In 2013, Singapore is the 4th top trading partner of the Philippines, with $8.22 billion (₱454.97B, S$10.94B) in bilateral trade. It was also the sixth top source of visitors, with more than 175,000 in arrivals. Singapore is also host to a Filipino community of about 180,000.

===Military===
In January 2017, Secretary Delfin Lorenzana announced that he is seeking a revival of Filipino-Singaporean military exercises known as Anoa-Singa, which started in 1993. It was stopped in 1996 due to a lack of a military agreement that would allow Singaporean forces to conduct exercises since the Filipino Constitution does not allow foreign troops to be deployed in the Philippines.

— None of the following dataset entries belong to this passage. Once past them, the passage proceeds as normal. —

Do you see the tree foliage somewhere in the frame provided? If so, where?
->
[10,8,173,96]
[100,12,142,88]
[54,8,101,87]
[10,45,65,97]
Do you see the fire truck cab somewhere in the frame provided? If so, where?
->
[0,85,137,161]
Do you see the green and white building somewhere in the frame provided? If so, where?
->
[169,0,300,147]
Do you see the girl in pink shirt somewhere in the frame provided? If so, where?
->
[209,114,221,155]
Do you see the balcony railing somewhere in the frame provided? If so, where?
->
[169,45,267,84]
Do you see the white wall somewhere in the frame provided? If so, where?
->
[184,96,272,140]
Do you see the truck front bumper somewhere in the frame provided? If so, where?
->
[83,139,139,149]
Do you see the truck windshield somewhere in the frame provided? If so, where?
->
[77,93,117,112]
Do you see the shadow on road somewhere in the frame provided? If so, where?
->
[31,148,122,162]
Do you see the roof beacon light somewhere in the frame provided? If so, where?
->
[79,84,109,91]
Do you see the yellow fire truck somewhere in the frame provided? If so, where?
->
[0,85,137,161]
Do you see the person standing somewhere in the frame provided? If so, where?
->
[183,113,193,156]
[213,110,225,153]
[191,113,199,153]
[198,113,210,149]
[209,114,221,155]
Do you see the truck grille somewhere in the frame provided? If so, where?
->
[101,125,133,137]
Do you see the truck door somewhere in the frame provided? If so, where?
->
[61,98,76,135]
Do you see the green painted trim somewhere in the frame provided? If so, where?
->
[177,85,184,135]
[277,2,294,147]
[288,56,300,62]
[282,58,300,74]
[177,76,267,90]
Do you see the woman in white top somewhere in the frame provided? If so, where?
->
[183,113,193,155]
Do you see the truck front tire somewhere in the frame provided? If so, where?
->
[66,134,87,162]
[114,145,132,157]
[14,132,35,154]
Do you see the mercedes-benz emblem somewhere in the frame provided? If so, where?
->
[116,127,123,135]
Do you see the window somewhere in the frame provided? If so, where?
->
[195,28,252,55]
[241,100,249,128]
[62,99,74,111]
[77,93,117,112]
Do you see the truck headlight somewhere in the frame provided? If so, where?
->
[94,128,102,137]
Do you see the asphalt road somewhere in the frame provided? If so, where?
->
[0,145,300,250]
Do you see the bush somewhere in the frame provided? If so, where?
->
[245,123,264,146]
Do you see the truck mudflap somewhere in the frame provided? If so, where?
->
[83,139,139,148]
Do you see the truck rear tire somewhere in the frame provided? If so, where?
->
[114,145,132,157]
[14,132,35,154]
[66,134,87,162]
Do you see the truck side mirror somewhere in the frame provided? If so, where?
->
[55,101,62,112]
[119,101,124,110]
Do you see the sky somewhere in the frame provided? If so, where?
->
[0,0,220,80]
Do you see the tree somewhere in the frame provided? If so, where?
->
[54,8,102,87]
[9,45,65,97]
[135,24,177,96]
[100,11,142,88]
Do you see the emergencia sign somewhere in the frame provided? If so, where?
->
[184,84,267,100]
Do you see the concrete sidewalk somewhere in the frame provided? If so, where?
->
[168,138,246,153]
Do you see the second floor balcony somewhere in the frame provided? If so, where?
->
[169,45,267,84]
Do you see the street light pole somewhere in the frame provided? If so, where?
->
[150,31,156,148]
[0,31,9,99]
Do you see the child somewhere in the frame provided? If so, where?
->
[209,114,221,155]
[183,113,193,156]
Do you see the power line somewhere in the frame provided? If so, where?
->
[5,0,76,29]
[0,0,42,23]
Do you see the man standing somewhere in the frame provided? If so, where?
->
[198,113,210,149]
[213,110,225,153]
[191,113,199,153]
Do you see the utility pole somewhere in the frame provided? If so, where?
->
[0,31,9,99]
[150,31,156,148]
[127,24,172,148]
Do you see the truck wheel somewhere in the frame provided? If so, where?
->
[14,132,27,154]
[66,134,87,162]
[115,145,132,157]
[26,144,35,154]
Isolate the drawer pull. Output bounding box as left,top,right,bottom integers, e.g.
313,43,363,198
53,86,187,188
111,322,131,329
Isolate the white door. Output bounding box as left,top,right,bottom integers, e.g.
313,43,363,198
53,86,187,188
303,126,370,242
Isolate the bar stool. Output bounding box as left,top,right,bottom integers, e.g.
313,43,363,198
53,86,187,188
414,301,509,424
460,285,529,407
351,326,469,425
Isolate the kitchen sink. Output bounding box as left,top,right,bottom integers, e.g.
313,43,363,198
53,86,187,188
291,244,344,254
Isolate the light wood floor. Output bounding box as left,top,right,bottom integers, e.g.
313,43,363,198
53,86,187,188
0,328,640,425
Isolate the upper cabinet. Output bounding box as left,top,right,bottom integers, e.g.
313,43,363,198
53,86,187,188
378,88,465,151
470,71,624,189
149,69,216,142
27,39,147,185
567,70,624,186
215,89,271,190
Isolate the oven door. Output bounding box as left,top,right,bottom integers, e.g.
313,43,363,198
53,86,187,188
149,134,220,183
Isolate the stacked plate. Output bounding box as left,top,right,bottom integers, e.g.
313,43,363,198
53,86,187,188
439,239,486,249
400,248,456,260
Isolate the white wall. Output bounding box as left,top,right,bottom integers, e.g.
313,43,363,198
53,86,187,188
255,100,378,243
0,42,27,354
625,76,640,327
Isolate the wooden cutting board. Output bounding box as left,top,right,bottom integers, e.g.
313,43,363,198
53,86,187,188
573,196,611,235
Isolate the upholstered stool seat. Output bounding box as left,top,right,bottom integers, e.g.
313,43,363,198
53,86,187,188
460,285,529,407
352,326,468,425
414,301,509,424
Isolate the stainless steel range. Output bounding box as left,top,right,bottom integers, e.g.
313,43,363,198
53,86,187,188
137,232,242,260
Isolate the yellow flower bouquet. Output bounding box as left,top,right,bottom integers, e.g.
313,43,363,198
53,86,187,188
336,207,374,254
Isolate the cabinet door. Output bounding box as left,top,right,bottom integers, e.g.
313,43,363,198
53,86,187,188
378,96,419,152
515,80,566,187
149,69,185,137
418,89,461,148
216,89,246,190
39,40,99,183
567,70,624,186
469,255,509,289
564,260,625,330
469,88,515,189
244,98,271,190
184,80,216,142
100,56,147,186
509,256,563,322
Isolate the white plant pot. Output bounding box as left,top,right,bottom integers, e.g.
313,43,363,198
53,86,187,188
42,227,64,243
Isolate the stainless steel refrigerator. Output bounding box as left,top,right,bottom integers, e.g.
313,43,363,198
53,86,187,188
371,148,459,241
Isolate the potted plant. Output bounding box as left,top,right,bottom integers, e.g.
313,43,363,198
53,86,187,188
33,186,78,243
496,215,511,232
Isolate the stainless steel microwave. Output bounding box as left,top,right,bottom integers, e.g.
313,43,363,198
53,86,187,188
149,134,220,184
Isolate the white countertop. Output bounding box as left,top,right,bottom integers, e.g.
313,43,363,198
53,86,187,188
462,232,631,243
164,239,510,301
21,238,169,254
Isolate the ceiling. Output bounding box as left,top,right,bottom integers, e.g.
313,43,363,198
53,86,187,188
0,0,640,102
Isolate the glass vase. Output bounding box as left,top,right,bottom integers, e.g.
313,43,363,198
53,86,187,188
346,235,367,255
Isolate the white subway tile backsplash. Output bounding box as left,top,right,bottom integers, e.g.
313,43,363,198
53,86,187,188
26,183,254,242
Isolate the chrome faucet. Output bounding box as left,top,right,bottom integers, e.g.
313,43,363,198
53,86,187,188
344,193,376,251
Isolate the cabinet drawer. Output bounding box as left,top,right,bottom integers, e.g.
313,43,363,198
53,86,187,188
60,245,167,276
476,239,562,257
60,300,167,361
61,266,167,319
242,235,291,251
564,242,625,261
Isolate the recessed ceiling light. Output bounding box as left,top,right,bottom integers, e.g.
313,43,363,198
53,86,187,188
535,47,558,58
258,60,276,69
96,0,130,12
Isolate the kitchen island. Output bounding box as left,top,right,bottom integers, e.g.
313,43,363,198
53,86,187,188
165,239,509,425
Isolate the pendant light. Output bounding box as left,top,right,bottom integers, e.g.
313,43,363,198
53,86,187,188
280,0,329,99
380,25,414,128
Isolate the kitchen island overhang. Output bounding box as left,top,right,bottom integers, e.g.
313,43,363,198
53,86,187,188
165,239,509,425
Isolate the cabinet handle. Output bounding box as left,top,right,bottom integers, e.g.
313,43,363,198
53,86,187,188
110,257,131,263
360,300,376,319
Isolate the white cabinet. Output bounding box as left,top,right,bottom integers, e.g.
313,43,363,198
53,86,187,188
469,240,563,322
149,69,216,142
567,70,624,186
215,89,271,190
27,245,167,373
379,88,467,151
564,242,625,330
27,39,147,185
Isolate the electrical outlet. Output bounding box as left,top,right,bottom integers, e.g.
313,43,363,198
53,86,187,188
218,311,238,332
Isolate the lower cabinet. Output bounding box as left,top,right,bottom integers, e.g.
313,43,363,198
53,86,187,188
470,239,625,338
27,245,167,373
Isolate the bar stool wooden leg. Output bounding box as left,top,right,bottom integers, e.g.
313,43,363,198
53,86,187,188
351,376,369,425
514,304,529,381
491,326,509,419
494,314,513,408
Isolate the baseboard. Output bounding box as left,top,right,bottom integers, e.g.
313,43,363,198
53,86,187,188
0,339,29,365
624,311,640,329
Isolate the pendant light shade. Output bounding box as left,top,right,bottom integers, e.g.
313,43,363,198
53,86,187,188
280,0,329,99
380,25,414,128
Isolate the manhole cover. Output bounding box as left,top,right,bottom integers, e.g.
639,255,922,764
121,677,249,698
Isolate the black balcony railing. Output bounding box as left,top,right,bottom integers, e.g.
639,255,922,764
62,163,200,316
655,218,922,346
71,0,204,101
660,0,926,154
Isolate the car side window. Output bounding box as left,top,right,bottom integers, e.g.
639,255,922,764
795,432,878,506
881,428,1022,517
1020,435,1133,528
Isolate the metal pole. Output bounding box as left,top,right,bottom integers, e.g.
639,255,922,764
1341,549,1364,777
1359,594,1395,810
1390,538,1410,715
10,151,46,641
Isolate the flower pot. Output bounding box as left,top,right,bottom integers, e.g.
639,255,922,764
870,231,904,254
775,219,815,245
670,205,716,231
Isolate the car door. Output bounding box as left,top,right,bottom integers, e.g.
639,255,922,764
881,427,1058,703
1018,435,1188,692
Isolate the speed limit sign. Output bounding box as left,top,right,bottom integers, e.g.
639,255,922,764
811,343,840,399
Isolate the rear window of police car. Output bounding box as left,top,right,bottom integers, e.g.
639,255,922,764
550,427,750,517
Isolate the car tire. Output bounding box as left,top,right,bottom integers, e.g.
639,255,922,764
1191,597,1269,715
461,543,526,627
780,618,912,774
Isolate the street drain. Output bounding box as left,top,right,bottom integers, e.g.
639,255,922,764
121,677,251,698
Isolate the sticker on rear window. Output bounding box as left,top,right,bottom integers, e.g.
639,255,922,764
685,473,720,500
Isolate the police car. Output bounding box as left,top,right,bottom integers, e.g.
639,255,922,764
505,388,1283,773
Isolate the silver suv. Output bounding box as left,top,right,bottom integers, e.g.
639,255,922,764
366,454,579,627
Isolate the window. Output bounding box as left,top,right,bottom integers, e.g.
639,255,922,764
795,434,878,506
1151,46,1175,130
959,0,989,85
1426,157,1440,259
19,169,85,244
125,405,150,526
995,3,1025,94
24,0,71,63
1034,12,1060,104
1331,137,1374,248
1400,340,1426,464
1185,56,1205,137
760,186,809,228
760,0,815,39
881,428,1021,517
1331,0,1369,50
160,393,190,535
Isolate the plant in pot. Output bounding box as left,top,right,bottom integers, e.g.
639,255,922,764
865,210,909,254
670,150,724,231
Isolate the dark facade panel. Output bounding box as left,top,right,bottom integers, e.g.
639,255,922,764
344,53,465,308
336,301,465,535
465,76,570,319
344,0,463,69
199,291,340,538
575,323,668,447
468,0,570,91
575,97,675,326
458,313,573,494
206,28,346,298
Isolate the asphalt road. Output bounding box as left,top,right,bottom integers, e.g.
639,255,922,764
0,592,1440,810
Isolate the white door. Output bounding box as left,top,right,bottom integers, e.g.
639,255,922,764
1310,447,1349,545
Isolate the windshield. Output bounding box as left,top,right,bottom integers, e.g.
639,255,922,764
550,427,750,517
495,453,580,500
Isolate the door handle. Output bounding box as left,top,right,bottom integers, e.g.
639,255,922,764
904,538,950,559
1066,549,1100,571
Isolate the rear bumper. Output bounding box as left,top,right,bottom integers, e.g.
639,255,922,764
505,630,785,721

In July 2024, Singapore has expressed no interest in further pursuing talks to revive bilateral exercises between the two countries due to the US and Australia having lots of space for the SAF to use, while agreeing to cooperate with the Philippines in areas including military education, humanitarian relief, disaster response and anti-terrorism. In October 2025, the Philippines is seeking to further expand defense ties with Singapore.

==Agreements==
In 2007, the two countries signed a Memorandum of Understanding in order to promote cooperation in media policy and information exchange. In 2008, the Philippine government voluntarily stopped the export of 50,000 tonnes of pork to Singapore due to the cases of Ebola Reston in some farms in Luzon. This export was supposed to be the Philippines' first of pork.